Emerging Countries Lead World Steel Growth, Mr. Bada

World Steel Association’s chairman Hajime Bada said world steel demand regained sustainable growth path when the demand growth accelerates in Southeast Asia, India, Middle and Central America and Russia while Chinese economy shifts to stable growth. World steel demand was pushed by Chinese rapid growth while the demand was less than 800 million tonnes for more than 30 years through late 1990s. He expects another demand growth led by the emerging countries.

World apparent steel consumption reached 1.283 billion tonnes in 2010 topping 2007 record while the consumption decreased to 1.206 billion tonnes in 2008 and 1.134 billion tonnes in 2009 after continuous growth through 2007. Mr. Bada said worldsteel expects the consumption increases by 5.9% to 1.359 billion tonnes in 2011 from 2010 and by 6% to 1.441 billion tonnes in 2012 from 2011. He said the demand increases by 6.2% in 2011 and by 6.9% in 2012 in emerging countries while the demand growth in developed countries slows from 5.1% in 2011 to 3.8% in 2012.

Raw steel output in 64 countries increased by 7.3% to 630 million tonnes in January-May from same period of 2010. The output increased by 8.5% to 290 million tonnes in China and by 18.4% to 28 million tonnes in South Korea while Japanese output decreased by 0.1% to 45 million tonnes. Mr. Bada expects Asian steel supply will be balanced in long term despite of the temporarily oversupply when Asian apparent steel consumption will increase by 5-6% or annual 40-50 million tonnes. He expects Chinese government shuts down old inefficient steel making capacity while China has only few major expansion projects including Baosteel’s Zhanjiang project and Wuhan Steel’s Fangchenggang project. He expects Chinese supply balance improves through consolidation into major makers and scrap of old facility. He expects major expansion will finish after Hyundai Steel’s No.3 blast furnace while Asian integrated steel projects delay in Thailand, India and other Asian countries.

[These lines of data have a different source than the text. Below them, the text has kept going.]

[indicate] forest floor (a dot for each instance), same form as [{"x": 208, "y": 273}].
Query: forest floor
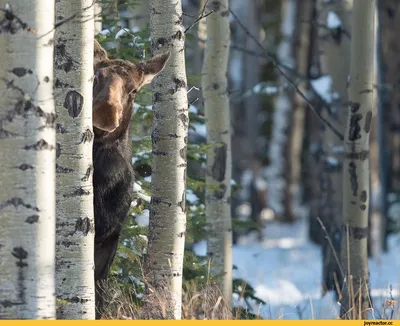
[{"x": 286, "y": 272}]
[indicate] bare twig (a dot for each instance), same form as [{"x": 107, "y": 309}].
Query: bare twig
[
  {"x": 293, "y": 84},
  {"x": 200, "y": 17}
]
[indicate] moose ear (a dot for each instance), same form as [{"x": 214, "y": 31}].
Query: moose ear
[
  {"x": 99, "y": 54},
  {"x": 107, "y": 105},
  {"x": 154, "y": 66}
]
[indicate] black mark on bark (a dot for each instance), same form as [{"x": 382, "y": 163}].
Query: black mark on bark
[
  {"x": 60, "y": 129},
  {"x": 160, "y": 153},
  {"x": 220, "y": 192},
  {"x": 32, "y": 219},
  {"x": 363, "y": 196},
  {"x": 87, "y": 174},
  {"x": 158, "y": 201},
  {"x": 183, "y": 117},
  {"x": 356, "y": 232},
  {"x": 16, "y": 201},
  {"x": 24, "y": 167},
  {"x": 183, "y": 152},
  {"x": 354, "y": 132},
  {"x": 354, "y": 106},
  {"x": 362, "y": 156},
  {"x": 58, "y": 150},
  {"x": 21, "y": 254},
  {"x": 61, "y": 169},
  {"x": 62, "y": 59},
  {"x": 182, "y": 203},
  {"x": 353, "y": 178},
  {"x": 39, "y": 146},
  {"x": 73, "y": 103},
  {"x": 219, "y": 166},
  {"x": 87, "y": 136},
  {"x": 20, "y": 71},
  {"x": 178, "y": 84},
  {"x": 368, "y": 119},
  {"x": 82, "y": 225},
  {"x": 77, "y": 193},
  {"x": 60, "y": 84}
]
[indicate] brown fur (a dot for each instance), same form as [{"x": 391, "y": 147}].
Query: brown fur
[{"x": 115, "y": 84}]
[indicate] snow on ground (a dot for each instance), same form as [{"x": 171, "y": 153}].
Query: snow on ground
[{"x": 286, "y": 272}]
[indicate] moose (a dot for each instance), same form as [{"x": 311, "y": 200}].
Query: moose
[{"x": 116, "y": 82}]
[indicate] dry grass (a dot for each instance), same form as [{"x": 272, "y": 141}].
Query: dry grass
[{"x": 200, "y": 302}]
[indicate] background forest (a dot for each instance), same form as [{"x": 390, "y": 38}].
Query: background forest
[{"x": 292, "y": 184}]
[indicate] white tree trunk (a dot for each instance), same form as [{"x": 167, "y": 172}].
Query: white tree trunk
[
  {"x": 219, "y": 162},
  {"x": 27, "y": 151},
  {"x": 98, "y": 19},
  {"x": 356, "y": 181},
  {"x": 333, "y": 44},
  {"x": 73, "y": 77},
  {"x": 278, "y": 192},
  {"x": 170, "y": 130}
]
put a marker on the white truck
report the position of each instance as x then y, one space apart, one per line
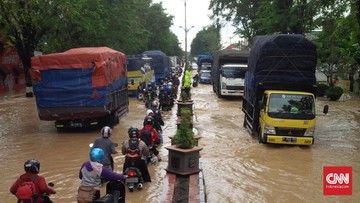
228 72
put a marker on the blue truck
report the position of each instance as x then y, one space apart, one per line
81 87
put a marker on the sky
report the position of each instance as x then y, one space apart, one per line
197 15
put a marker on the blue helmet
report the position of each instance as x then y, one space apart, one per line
97 155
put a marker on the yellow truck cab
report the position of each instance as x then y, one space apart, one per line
287 117
280 83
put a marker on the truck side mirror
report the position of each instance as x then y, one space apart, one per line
326 109
261 104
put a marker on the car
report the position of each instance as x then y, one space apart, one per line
205 77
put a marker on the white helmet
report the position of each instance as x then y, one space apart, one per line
148 112
106 131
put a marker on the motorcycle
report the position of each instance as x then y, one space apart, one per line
111 193
133 179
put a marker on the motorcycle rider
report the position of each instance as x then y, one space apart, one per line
154 112
32 169
92 172
150 136
137 159
105 143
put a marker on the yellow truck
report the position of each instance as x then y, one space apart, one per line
279 101
139 72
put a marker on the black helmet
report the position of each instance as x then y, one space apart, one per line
32 166
149 120
133 132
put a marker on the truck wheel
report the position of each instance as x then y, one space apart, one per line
219 94
260 137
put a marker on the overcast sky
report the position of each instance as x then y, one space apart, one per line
197 15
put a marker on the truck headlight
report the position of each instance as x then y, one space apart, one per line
309 132
269 129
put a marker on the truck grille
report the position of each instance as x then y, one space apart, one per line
290 131
235 87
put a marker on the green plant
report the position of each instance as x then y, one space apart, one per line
184 137
321 88
334 93
185 96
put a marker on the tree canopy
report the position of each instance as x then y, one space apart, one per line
206 42
130 26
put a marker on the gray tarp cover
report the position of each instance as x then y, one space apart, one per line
283 58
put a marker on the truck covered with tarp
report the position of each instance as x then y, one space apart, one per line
279 101
81 87
204 62
228 72
160 63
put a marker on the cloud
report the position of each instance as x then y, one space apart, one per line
197 15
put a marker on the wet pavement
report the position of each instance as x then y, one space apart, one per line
235 167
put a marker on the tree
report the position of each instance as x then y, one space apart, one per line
242 14
130 26
26 22
158 24
206 42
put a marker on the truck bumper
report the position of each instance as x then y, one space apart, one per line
289 140
232 93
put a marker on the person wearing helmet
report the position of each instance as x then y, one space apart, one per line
32 169
136 153
154 112
150 135
91 174
105 143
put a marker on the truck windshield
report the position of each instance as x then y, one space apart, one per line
291 106
234 72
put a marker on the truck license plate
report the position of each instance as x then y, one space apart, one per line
132 180
289 139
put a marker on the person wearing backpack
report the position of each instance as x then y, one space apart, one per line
149 135
30 187
91 174
105 143
136 153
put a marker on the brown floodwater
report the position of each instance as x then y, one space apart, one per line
236 167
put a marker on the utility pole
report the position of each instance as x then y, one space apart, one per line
186 31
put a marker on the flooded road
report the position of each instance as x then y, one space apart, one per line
236 167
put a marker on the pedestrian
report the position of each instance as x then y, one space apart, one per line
91 174
105 143
31 187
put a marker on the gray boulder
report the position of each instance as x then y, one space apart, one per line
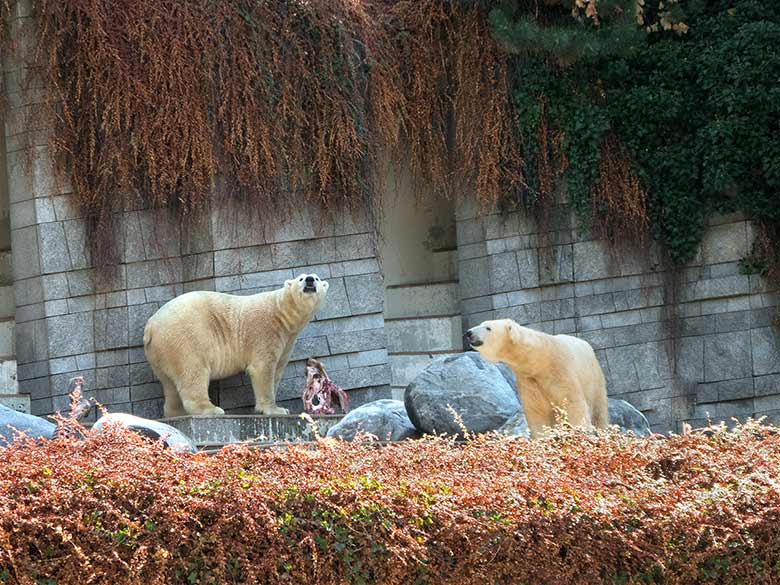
628 418
34 427
153 429
516 426
481 393
383 418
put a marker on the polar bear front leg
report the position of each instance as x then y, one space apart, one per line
264 387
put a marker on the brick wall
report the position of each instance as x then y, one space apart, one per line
70 321
705 347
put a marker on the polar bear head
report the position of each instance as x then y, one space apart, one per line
307 290
499 339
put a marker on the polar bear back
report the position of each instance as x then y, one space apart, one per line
219 329
584 365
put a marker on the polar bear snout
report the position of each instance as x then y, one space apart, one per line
311 283
473 337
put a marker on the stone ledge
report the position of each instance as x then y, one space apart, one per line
236 428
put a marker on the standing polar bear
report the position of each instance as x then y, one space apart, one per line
202 336
552 371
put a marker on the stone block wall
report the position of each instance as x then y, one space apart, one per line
702 347
72 321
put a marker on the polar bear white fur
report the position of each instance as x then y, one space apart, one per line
202 336
552 371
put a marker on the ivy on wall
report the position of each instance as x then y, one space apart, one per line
656 130
655 113
155 102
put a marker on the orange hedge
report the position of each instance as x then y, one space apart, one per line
572 509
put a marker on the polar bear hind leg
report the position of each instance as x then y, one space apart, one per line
193 389
173 405
264 387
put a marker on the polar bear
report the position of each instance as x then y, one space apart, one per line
202 336
552 371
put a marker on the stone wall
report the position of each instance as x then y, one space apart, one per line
70 321
704 347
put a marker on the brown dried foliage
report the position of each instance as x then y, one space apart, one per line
618 201
551 161
156 101
570 509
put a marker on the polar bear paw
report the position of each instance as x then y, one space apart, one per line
271 410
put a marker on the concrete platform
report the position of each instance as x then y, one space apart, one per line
215 431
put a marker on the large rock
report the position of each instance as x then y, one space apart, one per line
383 418
153 429
628 418
32 426
481 393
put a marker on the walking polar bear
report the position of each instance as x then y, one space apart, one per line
552 371
202 336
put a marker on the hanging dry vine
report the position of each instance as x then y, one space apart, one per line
155 102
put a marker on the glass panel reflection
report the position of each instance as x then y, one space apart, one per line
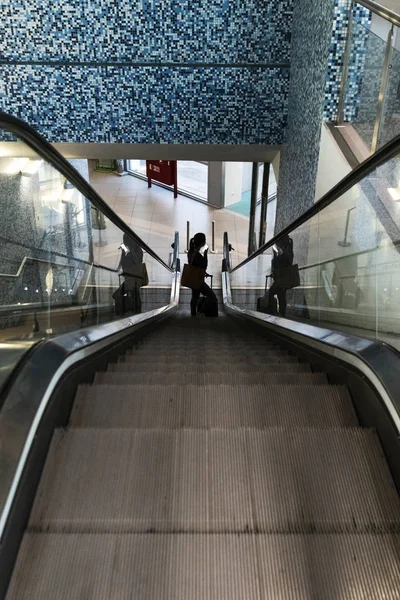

Raw materials issue is getting severe. Mr. Bada said quarterly pricing of raw materials reduced steel makers’ margin when steel makers cannot pass the higher cost on the selling price timely. He said worldsteel cannot intervene in the issue despite of the huge issue. The position is different in the member companies of worldsteel when some makers have equity in iron ore and coal and electric furnace steel makers focus on ferrous scrap market while other integrated steel makers suffered from higher iron ore and coal price.